In a Medium post Tuesday, Lyft cofounders John Zimmer and Logan Green described how dynamic congestion pricing and incentives for carpoolers could spell the end of traffic.
They’re joining a growing conversation around infrastructure spending in America. President-elect Donald Trump has pledged to spend $1 trillion over the next 10 years to mend our ailing infrastructure.
“If we keep making infrastructure investments the way we have the last 50 years, we won’t get anywhere,” Green told CNNTech.
Rather than spending to expand roads, Lyft wants transportation officials to designate smart lanes, which would feature congestion pricing and carpooling. Anyone who paid a toll during rush hour would be able to ride in the smart lanes. And any vehicle with at least three occupants would also be eligible for the smart lanes, at no charge.
Some transportation experts have long called for congestion-related pricing, in which drivers pay tolls during popular times. Some areas are beginning to implement such plans. Lyft pointed to examples in Stockholm and Washington State, where traffic improved and commuting times dropped after congestion pricing was adopted.

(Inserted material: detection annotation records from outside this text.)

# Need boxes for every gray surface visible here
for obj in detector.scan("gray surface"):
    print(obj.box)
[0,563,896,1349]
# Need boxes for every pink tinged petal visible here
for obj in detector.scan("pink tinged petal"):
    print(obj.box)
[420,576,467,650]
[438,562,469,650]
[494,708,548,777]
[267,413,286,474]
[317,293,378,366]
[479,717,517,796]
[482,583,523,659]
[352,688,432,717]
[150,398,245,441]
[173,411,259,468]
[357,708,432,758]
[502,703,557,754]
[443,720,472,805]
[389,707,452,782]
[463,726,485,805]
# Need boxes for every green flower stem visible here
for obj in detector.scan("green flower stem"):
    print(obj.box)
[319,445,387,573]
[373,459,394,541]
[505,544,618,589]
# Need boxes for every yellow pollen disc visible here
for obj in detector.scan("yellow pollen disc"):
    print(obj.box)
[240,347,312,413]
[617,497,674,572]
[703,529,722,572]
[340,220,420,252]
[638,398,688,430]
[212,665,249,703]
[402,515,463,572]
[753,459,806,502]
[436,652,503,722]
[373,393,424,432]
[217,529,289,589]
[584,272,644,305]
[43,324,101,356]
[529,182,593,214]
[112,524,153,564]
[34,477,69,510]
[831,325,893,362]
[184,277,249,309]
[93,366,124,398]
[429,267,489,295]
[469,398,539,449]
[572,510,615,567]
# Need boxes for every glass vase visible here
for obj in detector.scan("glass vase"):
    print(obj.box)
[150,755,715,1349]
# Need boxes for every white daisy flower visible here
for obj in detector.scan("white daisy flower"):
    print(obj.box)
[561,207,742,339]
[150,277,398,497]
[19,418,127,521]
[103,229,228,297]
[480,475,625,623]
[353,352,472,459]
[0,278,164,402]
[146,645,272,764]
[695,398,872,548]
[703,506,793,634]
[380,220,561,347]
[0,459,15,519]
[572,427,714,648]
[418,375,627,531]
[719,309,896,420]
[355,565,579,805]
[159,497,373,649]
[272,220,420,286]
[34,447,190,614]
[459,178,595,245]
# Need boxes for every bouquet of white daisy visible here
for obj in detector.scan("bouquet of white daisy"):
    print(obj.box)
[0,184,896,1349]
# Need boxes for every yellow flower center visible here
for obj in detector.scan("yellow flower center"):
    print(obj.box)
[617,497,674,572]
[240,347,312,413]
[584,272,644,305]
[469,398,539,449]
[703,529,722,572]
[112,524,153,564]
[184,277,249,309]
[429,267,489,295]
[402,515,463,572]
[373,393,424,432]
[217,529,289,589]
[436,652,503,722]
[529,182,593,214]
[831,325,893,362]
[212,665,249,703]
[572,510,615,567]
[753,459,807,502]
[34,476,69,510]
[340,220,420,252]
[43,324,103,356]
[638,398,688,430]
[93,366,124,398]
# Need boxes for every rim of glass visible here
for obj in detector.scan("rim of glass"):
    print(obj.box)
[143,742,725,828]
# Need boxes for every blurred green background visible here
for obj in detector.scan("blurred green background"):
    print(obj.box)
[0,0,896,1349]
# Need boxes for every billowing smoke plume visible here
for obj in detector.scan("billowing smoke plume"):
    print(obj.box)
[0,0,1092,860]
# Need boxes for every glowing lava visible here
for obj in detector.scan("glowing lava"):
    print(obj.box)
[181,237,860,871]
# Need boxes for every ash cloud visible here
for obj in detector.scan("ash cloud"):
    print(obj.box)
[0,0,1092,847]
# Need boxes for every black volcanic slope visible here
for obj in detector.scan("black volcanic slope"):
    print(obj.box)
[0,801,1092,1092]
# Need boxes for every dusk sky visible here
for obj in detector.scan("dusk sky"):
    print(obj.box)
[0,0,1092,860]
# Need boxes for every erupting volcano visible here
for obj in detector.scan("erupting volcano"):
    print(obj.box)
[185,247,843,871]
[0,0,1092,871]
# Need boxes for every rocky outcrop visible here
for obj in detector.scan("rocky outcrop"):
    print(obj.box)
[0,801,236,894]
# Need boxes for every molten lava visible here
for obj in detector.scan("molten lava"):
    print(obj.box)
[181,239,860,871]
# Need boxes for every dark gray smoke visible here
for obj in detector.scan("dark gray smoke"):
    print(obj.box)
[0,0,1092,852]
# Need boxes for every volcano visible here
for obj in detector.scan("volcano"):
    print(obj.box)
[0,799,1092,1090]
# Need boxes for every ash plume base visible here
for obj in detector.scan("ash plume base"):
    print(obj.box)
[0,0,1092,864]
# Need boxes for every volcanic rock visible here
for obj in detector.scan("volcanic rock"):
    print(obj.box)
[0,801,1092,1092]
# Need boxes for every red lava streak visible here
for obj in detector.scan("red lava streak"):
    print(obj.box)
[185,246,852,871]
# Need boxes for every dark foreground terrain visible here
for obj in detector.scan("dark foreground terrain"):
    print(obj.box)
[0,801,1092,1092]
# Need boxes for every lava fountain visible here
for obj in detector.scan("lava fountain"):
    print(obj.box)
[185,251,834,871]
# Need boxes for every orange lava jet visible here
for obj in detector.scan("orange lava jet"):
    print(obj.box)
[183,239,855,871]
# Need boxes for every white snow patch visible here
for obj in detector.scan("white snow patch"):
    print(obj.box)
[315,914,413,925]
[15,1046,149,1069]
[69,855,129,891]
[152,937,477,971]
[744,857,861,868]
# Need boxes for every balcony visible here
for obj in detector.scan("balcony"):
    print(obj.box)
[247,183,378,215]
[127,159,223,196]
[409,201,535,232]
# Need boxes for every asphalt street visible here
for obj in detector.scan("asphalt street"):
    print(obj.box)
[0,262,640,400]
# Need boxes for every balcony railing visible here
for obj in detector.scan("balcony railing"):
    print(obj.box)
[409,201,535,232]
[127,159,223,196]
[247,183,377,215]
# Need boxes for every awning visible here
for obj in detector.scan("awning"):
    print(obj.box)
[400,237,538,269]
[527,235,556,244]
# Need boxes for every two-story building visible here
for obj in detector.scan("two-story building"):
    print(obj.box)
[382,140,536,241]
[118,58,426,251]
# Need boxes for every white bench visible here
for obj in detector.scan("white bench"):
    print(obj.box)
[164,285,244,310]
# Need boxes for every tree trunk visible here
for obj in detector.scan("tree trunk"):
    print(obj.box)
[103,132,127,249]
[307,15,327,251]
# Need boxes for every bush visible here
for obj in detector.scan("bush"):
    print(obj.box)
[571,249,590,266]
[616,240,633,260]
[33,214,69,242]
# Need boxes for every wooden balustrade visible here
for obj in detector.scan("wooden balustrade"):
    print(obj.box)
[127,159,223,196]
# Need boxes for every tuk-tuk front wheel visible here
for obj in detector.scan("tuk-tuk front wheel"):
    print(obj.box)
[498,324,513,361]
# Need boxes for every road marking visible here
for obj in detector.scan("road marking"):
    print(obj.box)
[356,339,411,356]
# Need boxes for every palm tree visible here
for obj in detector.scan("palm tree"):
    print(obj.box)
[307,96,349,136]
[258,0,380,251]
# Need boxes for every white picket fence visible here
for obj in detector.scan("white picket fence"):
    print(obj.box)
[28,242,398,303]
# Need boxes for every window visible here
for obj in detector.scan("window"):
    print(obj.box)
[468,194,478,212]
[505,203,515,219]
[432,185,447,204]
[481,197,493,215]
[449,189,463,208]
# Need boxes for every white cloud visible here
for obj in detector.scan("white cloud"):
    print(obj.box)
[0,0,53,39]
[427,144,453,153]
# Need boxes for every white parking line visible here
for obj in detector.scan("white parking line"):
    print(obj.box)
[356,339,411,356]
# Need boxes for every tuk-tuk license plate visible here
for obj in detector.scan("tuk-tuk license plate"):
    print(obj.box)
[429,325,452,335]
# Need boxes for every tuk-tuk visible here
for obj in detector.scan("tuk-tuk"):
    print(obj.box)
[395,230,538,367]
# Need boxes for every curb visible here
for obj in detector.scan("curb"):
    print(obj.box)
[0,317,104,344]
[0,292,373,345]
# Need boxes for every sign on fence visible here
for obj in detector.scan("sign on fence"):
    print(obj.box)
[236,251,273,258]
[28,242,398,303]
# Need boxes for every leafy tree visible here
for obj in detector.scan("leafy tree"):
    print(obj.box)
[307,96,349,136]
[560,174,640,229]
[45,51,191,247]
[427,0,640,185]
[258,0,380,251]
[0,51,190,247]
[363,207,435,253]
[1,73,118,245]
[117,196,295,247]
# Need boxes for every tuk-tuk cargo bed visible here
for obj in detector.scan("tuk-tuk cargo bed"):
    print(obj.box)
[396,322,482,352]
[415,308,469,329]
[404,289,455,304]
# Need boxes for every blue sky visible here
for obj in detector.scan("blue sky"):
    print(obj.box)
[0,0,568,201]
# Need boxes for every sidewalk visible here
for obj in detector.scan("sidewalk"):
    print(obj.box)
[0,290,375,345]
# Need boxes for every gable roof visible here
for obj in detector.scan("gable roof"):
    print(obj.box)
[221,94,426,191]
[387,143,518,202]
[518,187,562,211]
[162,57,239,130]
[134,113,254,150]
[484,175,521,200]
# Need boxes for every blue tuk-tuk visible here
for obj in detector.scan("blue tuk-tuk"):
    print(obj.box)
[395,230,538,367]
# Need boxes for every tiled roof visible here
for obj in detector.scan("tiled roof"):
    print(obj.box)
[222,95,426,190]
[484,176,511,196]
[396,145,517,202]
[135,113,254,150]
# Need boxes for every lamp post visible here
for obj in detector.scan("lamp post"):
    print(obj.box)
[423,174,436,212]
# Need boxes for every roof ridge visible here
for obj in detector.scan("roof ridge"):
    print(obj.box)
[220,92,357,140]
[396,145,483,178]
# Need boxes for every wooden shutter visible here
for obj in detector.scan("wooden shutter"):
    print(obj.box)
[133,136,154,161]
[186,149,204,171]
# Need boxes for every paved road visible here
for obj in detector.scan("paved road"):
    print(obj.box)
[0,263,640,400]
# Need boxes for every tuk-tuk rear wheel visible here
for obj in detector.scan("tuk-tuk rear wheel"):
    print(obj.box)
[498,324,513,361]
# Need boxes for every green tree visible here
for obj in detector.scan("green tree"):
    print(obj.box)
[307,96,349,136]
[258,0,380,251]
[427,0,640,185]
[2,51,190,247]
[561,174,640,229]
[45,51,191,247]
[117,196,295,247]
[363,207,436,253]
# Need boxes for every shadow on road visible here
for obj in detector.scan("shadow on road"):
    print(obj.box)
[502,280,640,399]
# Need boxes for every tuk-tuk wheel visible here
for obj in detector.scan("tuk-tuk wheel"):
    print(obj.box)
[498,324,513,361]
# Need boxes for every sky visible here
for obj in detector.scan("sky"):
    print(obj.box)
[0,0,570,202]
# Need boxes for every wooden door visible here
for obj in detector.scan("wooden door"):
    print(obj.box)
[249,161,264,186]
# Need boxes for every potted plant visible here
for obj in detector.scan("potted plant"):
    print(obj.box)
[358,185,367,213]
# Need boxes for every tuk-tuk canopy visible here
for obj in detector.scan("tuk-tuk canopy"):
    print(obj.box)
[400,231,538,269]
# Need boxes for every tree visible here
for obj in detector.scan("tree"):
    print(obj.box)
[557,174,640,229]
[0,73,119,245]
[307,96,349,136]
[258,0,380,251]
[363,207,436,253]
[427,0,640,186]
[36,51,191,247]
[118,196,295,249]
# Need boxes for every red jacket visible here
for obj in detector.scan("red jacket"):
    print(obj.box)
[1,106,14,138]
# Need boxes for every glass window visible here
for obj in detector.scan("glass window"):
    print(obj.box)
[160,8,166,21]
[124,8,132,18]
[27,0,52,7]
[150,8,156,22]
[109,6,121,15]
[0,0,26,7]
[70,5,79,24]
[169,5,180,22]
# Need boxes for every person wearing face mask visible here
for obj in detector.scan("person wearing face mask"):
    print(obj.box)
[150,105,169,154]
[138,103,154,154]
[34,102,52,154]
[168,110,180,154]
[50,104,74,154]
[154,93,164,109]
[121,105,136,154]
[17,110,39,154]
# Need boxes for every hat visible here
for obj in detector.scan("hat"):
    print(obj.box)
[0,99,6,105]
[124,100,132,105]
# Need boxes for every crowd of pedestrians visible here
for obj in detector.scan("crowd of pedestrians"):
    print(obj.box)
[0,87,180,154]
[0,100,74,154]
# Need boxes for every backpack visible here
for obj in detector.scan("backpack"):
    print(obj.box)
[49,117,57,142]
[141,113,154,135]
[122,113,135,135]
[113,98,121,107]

But there’s also been a backlash against so-called “Lexus lanes,” because not all drivers can afford an expensive toll. Lyft believes the solution is including free access to the lanes for those who carpool. Traffic would still be reduced, but without pricing out some drivers.
Lyft has a three-step plan for rolling out these smart lanes. First, governments would designate streets and highways as smart lanes, based on if they suffer from heavy congestion. A road without significant traffic wouldn’t be included, and smart roads wouldn’t charge fees during off-peak hours.
Then a federal infrastructure fund would give grants to states and cities to help finance the smart lanes. And lastly, money generated from the tolls would be re-invested in infrastructure.
It’s unclear whether Lyft’s plan will come to fruition, and whether the Trump administration will embrace it. Green said Lyft has been engaging with politicians on both sides of the aisle.
Carpooling has also become less popular in the United States. In 1980, 19.7% of commuters carpooled. That dropped to 9% in 2013, according to Census data.
As a mobility company that offers a carpooling service, Lyft would stand to gain from such a plan. According to Green, a third of its business is shared rides on LyftLine.
“The time is now,” Green said. “We have the technology to make it easy to connect with other people around you.”